Наперегонки со смертью — страница 40 из 75

Перед блокпостом на ровной местности забиты в землю металлические колья в три ряда из толстого стального уголка, опять-таки с колючей проволокой внатяг, как на фронтах Первой мировой войны. На проволоке гроздьями висят пустые консервные банки в качестве примитивной сигнализации. И по сторонам блокпоста эти колья с колючкой уходят далеко в стороны, образуя как бы стены города, потому как дома не дома, а какие-то сараи ясно видны за полосой отчуждения. Не удивлюсь, если эта «городская стена» еще и заминирована, как американская база Гуантанамо на Кубе.
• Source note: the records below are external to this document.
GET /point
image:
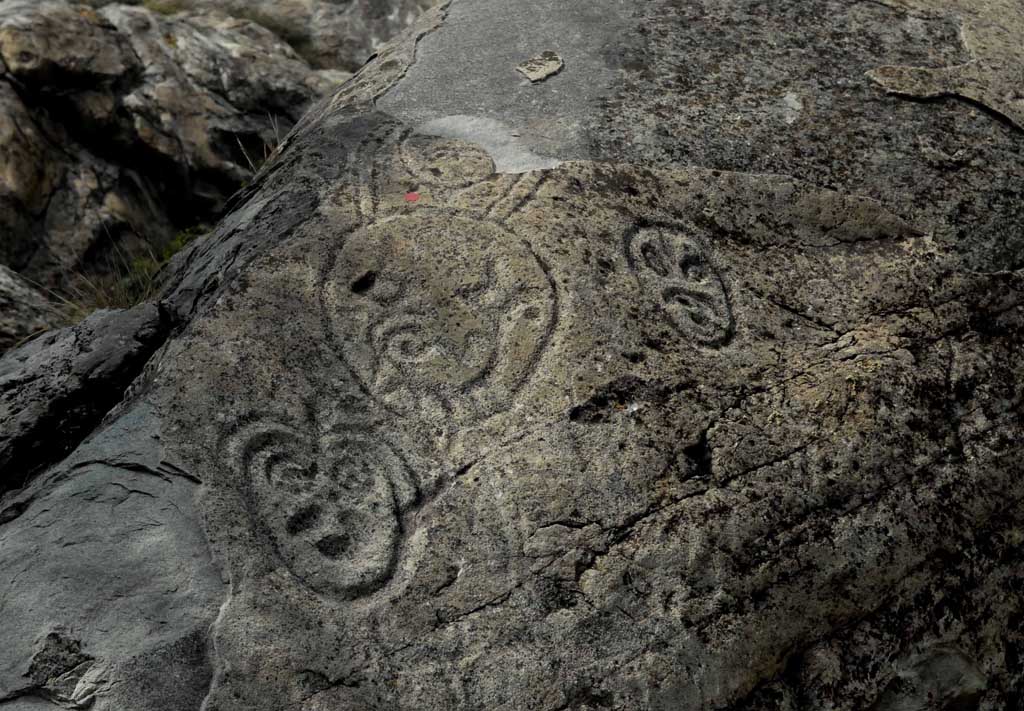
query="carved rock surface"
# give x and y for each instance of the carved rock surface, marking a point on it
(122, 126)
(687, 378)
(24, 309)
Дорога перед шлагбаумом с обеих сторон зажата коридором из такой же колючей проволоки на кольях. На самой дороге навалены бетонные блоки вразброс. Проехать можно только «змейкой» на самой малой скорости.
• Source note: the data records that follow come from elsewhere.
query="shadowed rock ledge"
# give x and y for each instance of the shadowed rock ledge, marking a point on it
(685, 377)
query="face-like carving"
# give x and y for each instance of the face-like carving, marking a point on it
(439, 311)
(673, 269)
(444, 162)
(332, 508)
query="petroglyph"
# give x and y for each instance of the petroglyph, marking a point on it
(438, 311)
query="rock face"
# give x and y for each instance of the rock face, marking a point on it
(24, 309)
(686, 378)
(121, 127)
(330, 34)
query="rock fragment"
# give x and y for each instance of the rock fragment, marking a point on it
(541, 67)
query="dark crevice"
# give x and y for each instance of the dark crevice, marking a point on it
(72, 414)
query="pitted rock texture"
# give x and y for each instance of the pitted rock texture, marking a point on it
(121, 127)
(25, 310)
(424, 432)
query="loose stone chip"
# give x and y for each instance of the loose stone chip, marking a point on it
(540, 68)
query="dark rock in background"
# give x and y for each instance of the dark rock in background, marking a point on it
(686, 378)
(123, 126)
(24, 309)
С верхотуры блокпоста дорогу контролирует счетверенная зенитная установка, явно снятая с какого-то корабля. Даже окраска шаровая сохранилась. Мелкая, двадцати — двадцати пяти миллиметров калибром, не больше. Ну, думается мне, что не хуже «Шилки»[75] будет, если им пострелять захочется. Такая дура далеко бьет.

На самом КПП мается дурью целый взвод местных вояк из патрульных сил. Возможно, даже орденских. Все в пустынном камуфляже и желтых кевларовых берцах. Знаки различия — американские, староземельные. Кто не дежурит за тяжелым оружием, те кучкуются внизу на дороге. Курят. Байки травят. Несмотря на жару, все в брониках и обтянутых «комком» касках. Увешаны пистолетами, штурмовыми винтовками с подствольниками и многочисленными приблудами, у некоторых за спиной трубы одноразовых гранатометов, типа русской «Мухи».[76] Солидная банда.

У трети вояк — разной степени черноты рожи афроамериканцев, или как они тут на Новой Земле толерастно обзываются? Афроамероновоземельцы? Хрен его мама знает, как толерасты еще извратиться могут. В этом они давно советских коммунистов переплюнули. В общем, по-русски: в наличии негры в ассортименте расовой помеси.

Ну, и броняха присутствует, куда без нее тут на блокпостах. Парочка похожих на большие ящики, поставленные на гусеницы, бронетранспортеров М113,[77] с большими пулеметами врастопырку. Плюс, как и на Базе «Северная Америка», немного в стороне от блокпоста притаился за колючкой американский алюминиевый «противопехотный» танк «Шеридан»,[78] вооруженный шестидюймовым «окурком» низкой баллистики, который, как помнится мне из армейских штудий, и ракетой «Шилелла»[79] может довольно точно пулять километров на пять по инфракрасному лучу. И картечью по пехоте палить, но недалеко и довольно медленно. Хорошо тренированный экипаж в минуту делает не более четырех выстрелов. Но для любой колесной техники этого за глаза хватит. Ну, еще и пулемет там, спаренный, винтовочного калибра, в башне точно есть.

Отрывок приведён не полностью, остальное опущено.